Vegan Mac and Cheese
- shelbylstaub
- Nov 17, 2018
- 2 min read
Updated: Mar 31, 2020
Mac and cheese used to be one of my favorite guilty pleasures. I was so happy to find a way to create the same satisfaction of mac and cheese by using vegetables! This has to be one of my favorite vegan comfort foods.

Ingredients
(Serves 4)
1. 500g pasta (I used wholegrain)
2. 1 cup cashews (soaked)
3. 1 cup non-dairy milk + more to get the right consistency
4. 1/2 cup nutritional yeast
5. 1 cup of chopped butternut squash
7. 1 onion
8. 4 cloves of garlic
9. 1 tsp wholegrain mustard
10. 1 tbsp tomato puree
11. 1 tsp hot sauce
12. 1 chilli
13. 1/2 tsp paprika
14. 1 tsp chilli flakes
15. Juice 1/2 lemon
16. Salt/pepper
17. 1 tsp thyme
Toppings (optional)
1. Handful of cherry vine tomatoes
2. Handful of green olives
3. 1 tsp olive oil
4. Salt/pepper to taste
5. 1 tsp thyme
Instructions
1. Start by chopping the butternut squash into cubes. Place in a steamer and let it steam for 15 - 20 minutes until soft.

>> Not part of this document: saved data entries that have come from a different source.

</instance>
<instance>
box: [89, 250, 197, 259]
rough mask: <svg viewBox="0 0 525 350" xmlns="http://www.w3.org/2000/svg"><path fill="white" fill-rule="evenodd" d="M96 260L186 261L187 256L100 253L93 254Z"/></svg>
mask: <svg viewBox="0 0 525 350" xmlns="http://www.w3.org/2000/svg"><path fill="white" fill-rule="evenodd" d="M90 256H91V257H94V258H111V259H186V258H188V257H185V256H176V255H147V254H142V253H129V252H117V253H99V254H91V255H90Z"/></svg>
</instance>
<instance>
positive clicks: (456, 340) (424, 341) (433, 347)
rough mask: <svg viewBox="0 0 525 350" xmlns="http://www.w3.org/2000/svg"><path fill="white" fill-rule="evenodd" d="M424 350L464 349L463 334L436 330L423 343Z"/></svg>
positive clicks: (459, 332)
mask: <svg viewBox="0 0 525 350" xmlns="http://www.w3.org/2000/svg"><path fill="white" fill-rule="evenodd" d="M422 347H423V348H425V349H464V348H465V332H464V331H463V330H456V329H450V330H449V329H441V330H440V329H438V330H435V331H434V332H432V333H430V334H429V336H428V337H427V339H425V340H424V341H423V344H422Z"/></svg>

2. In the meantime, you can cook the pasta as instructed on the package and put the tomatoes and olives in the oven. Slice the tomatoes and olives in half and place in a small backing tray with a drizzle of olive oil, salt/pepper and thyme. Place in the oven for 15 minutes.
3. Fry the onion, garlic and leave to the side.
4. Once the vegetables are cooked, you can add all of the ingredients into a blender: onion, garlic, butternut squash, soaked cashews, almond milk, nutritional yeast, mustard, tomato puree, chilli, hot sauce, lemon juice and spices.
5. Blend all ingredients until a smooth, cheesy sauce is created. You may need to occasionally add more almond milk to get the right consistency.
6. Add the cheese sauce to a pot to heat up and then throw in the pasta. Give it a stir and it's good to go!
7. By this time, your roasted cherry tomatoes and olives should be ready to take out of the oven. Place as much as you like on top of your mac and cheese and serve.